Slate: How did you decide to write this book, and then go about doing it? Tell me about the process.--Marshal Zeringue
Amanda Lindhout: I knew what I didn’t want to do. I didn’t want to write a typical captivity narrative, beginning and ending with only that snapshot in time. That seemed to be what most publishers were interested in. But Sara and I had a mutual friend, Robert Draper, another writer who was in Somalia when I was, and appears briefly in the book. After my release, he connected us. For me, it was instantaneous when we met, because Sara, like me, saw the story as a much bigger one. We agreed that it should encompass my years of travel around the world and my childhood. We’ve said since we started that we see the world as a character in the book. There’s a lot of adventure and even fun in the first 100 pages. Yes, the captivity is often very brutal, but as a reader you also go on a larger journey with me as this young woman. It’s more honest and real that way, and to understand why I was in Somalia, it’s important to understand who I was at that point in my life.

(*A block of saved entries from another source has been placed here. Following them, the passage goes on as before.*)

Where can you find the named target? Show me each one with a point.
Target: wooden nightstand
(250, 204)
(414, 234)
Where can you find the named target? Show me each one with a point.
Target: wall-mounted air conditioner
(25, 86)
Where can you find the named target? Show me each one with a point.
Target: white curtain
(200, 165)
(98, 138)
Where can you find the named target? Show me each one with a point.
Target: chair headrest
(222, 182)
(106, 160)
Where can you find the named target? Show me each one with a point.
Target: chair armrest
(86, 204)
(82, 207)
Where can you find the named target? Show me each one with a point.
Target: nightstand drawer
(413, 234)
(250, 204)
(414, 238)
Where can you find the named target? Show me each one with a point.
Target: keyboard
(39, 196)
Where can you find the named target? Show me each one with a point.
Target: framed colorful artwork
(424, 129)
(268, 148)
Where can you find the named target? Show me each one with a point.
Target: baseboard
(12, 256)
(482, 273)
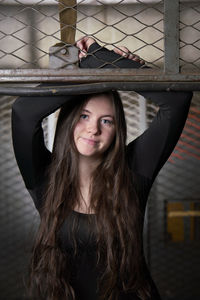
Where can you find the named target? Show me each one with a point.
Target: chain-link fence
(28, 29)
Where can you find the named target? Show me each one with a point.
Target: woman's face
(95, 130)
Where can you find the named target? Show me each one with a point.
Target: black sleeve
(31, 154)
(148, 153)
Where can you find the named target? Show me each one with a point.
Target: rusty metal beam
(96, 87)
(95, 75)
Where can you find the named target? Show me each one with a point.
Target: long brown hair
(118, 218)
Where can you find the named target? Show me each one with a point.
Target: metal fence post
(171, 38)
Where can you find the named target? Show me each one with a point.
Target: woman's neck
(86, 168)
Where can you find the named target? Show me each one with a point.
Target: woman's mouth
(90, 141)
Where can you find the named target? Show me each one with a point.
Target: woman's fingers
(123, 51)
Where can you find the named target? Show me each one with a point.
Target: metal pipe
(97, 87)
(93, 75)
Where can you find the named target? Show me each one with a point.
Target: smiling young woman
(91, 191)
(95, 131)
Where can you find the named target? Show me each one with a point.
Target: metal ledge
(97, 87)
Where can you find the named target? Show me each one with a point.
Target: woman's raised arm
(31, 154)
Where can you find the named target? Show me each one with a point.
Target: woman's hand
(123, 51)
(83, 44)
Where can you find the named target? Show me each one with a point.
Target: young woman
(91, 191)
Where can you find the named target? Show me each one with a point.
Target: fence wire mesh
(30, 28)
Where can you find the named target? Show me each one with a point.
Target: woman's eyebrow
(106, 115)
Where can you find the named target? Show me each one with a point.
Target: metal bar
(93, 75)
(171, 40)
(68, 18)
(95, 88)
(188, 213)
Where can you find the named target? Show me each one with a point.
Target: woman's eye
(83, 116)
(107, 122)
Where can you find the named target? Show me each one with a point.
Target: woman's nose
(94, 127)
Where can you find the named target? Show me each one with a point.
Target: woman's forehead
(100, 103)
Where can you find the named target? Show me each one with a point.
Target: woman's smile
(90, 141)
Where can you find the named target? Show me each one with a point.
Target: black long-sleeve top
(146, 155)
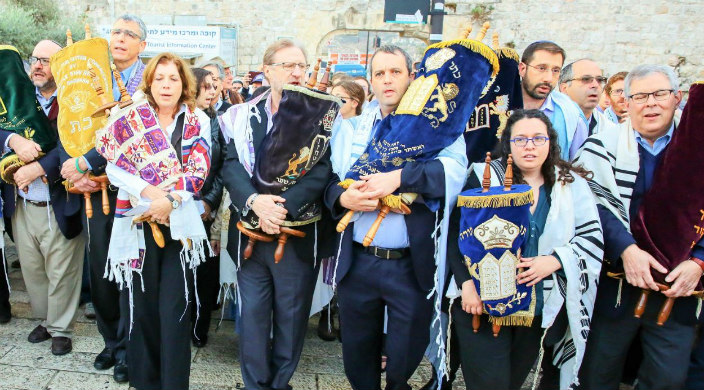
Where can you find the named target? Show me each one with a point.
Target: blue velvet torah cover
(493, 228)
(434, 110)
(299, 138)
(498, 101)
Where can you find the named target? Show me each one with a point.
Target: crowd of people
(589, 147)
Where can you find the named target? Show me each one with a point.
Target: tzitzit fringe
(475, 46)
(507, 52)
(512, 320)
(495, 201)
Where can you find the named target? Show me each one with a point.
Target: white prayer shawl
(572, 232)
(603, 123)
(614, 160)
(2, 248)
(454, 160)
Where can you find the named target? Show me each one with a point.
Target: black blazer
(424, 178)
(307, 190)
(66, 206)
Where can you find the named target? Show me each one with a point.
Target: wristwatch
(699, 262)
(174, 202)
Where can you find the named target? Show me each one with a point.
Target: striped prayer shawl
(613, 158)
(573, 233)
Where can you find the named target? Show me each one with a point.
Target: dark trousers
(207, 286)
(159, 347)
(286, 291)
(370, 285)
(4, 288)
(496, 363)
(110, 311)
(666, 351)
(695, 377)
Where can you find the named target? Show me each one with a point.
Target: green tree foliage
(23, 23)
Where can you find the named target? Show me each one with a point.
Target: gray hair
(642, 71)
(392, 49)
(217, 65)
(139, 21)
(567, 74)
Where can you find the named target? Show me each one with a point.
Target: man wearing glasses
(275, 298)
(46, 232)
(625, 164)
(127, 41)
(583, 82)
(540, 70)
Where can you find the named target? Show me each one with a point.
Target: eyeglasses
(290, 66)
(118, 31)
(33, 60)
(659, 95)
(589, 79)
(344, 99)
(522, 142)
(544, 68)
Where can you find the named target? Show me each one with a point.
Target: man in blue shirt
(652, 97)
(540, 68)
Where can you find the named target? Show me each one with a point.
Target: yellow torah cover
(76, 93)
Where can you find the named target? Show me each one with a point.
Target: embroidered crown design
(496, 233)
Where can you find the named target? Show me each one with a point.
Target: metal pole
(366, 53)
(437, 13)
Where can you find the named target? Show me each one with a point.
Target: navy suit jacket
(424, 178)
(66, 206)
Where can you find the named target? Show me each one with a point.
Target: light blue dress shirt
(659, 144)
(392, 233)
(126, 75)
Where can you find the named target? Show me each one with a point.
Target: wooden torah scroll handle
(495, 329)
(86, 195)
(156, 232)
(486, 179)
(383, 211)
(253, 236)
(642, 301)
(283, 237)
(103, 181)
(476, 322)
(342, 225)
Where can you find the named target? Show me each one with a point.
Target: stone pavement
(29, 366)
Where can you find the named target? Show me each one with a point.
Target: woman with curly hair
(561, 257)
(172, 138)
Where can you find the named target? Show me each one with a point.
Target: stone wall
(618, 34)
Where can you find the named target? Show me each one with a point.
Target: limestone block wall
(618, 34)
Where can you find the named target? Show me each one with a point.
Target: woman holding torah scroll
(157, 150)
(552, 276)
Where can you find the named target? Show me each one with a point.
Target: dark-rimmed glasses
(33, 60)
(522, 142)
(131, 34)
(589, 79)
(659, 95)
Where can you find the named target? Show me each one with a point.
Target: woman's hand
(215, 245)
(537, 269)
(206, 214)
(471, 303)
(160, 210)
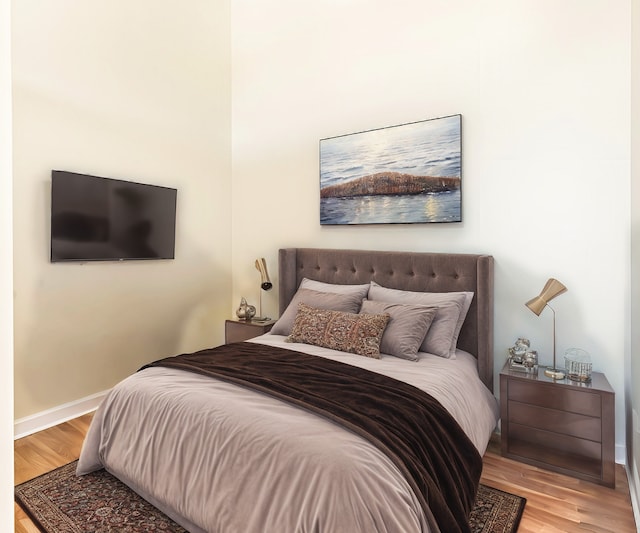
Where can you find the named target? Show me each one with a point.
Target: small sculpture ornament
(245, 311)
(521, 357)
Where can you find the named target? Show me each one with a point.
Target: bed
(218, 449)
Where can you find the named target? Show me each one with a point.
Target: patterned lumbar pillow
(348, 332)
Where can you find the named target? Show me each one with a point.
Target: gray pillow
(320, 300)
(442, 337)
(321, 286)
(407, 327)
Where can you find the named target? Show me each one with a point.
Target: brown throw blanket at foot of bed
(411, 427)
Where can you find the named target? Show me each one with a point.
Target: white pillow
(407, 327)
(321, 300)
(442, 337)
(320, 286)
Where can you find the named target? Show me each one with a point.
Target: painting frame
(409, 173)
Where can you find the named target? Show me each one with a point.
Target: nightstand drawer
(574, 401)
(561, 425)
(572, 424)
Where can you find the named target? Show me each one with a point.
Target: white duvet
(221, 458)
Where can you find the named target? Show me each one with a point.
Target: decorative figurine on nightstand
(522, 358)
(245, 311)
(578, 365)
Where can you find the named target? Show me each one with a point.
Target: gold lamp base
(554, 373)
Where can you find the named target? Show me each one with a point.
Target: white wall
(138, 91)
(544, 91)
(633, 362)
(6, 267)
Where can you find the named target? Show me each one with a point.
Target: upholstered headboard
(413, 271)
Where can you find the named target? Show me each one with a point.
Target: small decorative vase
(245, 311)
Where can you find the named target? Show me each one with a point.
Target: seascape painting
(407, 174)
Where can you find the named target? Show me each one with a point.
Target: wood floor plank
(555, 503)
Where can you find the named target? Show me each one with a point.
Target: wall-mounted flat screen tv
(104, 219)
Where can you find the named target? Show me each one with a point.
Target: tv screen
(104, 219)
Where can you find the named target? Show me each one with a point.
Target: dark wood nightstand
(564, 426)
(241, 330)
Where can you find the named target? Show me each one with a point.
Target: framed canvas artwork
(406, 174)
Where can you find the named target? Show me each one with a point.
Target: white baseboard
(634, 491)
(56, 415)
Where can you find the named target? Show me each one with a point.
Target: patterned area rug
(61, 502)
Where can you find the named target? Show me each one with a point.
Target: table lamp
(551, 289)
(265, 284)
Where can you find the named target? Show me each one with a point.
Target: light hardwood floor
(555, 503)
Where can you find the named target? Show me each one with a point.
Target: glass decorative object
(578, 365)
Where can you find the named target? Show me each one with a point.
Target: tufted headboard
(412, 271)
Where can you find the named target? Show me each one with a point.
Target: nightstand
(564, 426)
(241, 330)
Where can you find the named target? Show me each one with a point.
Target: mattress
(217, 457)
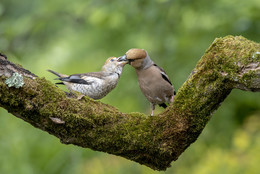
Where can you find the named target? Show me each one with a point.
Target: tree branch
(230, 62)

Slate: The most riveting scene in the book is your escape attempt, excerpted here. You and Nigel managed to pry open a bathroom window and run into a nearby mosque. Dozens of men surround you. One of your kidnappers fires his gun, parting the crowd. One Somali woman steps forward and calls you her sister. Your kidnapper starts trying to drag you out of the mosque. “I don’t remember any of the onlookers trying to stop him,” you write. “It was only the woman who tried.” What do you want readers to take from this scene?